TinyGo を取るのは成果物のサイズが制約のときです。メガバイト単位で測られるイメージ、アップロード上限の
あるエッジランタイム、デバイス。数字はパフォーマンスガイドに
あります。代価は、アプリケーションコードでは直せない 2 つの挙動です。SIGTERM は届かないので停止は
猶予期間後の kill になり、マイグレーションはプロセス内ではなく pw を呼び出します。加えて、ビルドは
それが走るマシン向けにコンパイルします。TinyGo でネットワークプロトコルを話すエンジンには
-scheduler=threads が必要で、忘れると静かな不具合ではなくコンパイルエラーになります。
Functions ホストを取るのは、組織がすでにそれを運用していて、アプリケーションがその呼び出しモデルに 収まる Web サービスのときです。Lambda と Azure Functions は変更なしのバイナリを起動して HTTP を転送し、 Cloud Run functions と Vercel は stage したソースを自分でビルドします。各契約は サーバーレスガイドが順に説明しています。コールドスタート、 場合によってはバッファされるレスポンス、そして停止ではなくリクエスト間で凍結されるインスタンスを 見込んでください。

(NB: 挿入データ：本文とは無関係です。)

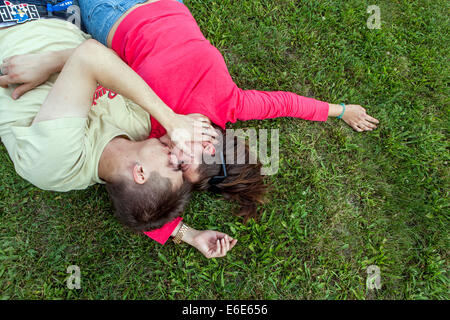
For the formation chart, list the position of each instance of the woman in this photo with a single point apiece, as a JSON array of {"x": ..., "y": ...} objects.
[{"x": 161, "y": 41}]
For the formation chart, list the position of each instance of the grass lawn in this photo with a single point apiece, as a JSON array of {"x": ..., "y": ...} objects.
[{"x": 340, "y": 202}]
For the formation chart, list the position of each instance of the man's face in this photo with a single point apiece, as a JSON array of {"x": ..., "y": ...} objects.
[
  {"x": 189, "y": 163},
  {"x": 155, "y": 156}
]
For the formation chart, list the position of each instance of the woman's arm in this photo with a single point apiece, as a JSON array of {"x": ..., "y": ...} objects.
[
  {"x": 211, "y": 244},
  {"x": 255, "y": 104}
]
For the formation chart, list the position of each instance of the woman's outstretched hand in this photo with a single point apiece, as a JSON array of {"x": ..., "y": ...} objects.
[
  {"x": 213, "y": 244},
  {"x": 183, "y": 129},
  {"x": 357, "y": 118}
]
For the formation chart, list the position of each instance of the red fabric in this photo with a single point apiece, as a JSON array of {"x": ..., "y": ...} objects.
[
  {"x": 162, "y": 234},
  {"x": 162, "y": 42}
]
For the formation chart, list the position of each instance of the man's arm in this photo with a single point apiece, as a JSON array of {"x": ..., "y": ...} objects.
[
  {"x": 31, "y": 70},
  {"x": 92, "y": 63}
]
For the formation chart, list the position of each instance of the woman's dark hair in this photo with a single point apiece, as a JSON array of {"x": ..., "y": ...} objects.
[
  {"x": 148, "y": 206},
  {"x": 244, "y": 182}
]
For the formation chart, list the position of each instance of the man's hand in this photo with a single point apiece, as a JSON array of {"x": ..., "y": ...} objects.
[
  {"x": 213, "y": 244},
  {"x": 28, "y": 70}
]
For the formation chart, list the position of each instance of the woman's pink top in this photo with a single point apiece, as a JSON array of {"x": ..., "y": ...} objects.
[{"x": 162, "y": 42}]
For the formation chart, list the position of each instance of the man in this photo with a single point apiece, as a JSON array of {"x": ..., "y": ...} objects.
[{"x": 58, "y": 142}]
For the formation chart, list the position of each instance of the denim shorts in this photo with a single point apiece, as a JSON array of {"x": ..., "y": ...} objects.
[{"x": 100, "y": 15}]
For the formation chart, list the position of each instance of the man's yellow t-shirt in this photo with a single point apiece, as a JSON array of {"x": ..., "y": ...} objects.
[{"x": 61, "y": 154}]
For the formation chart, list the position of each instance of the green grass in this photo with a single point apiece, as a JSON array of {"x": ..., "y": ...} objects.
[{"x": 340, "y": 202}]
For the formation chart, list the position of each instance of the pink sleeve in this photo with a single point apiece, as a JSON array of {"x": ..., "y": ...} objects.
[
  {"x": 260, "y": 105},
  {"x": 162, "y": 234}
]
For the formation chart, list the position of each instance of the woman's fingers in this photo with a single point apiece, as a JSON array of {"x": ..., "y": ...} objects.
[
  {"x": 372, "y": 119},
  {"x": 233, "y": 243},
  {"x": 223, "y": 252},
  {"x": 369, "y": 125},
  {"x": 227, "y": 243}
]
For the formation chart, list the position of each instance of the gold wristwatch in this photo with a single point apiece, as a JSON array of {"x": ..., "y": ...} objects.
[{"x": 180, "y": 233}]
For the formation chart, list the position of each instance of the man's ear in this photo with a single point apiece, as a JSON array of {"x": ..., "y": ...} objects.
[
  {"x": 139, "y": 175},
  {"x": 209, "y": 148}
]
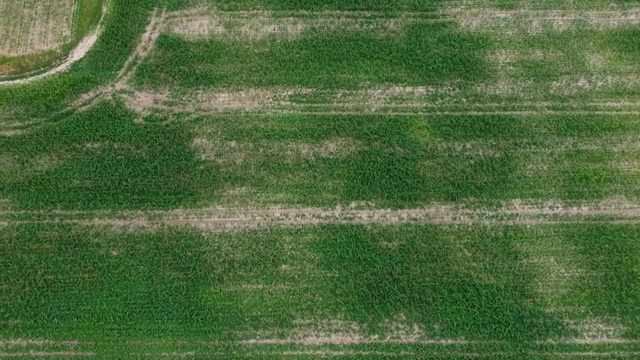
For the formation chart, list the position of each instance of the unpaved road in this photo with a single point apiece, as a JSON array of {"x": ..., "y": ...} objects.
[{"x": 76, "y": 55}]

Cloudflare Workers を取るのは、アプリケーションをエッジで動かしたく、リクエストごとに起動する プログラムで構わないときです。TinyGo ならモジュールは無料プランのアップロード上限に収まり、ホスト Go は 数秒でビルドできますが有料プランが要ります。制約は一覧の中で最も鋭く、次の節で述べます。
各ホストが取り上げるもの
Section titled “各ホストが取り上げるもの”フレームワークのストアはそれぞれホストから何かを必要とします。下の表が、ある設定がデプロイ先で正しいか どうかを決めるものです。「拒否」と書いた行は起動時に、Worker target ではビルド時にも検査されるので、 食い違いは「何も動かないストア」ではなく、代替を名指しするエラーになります。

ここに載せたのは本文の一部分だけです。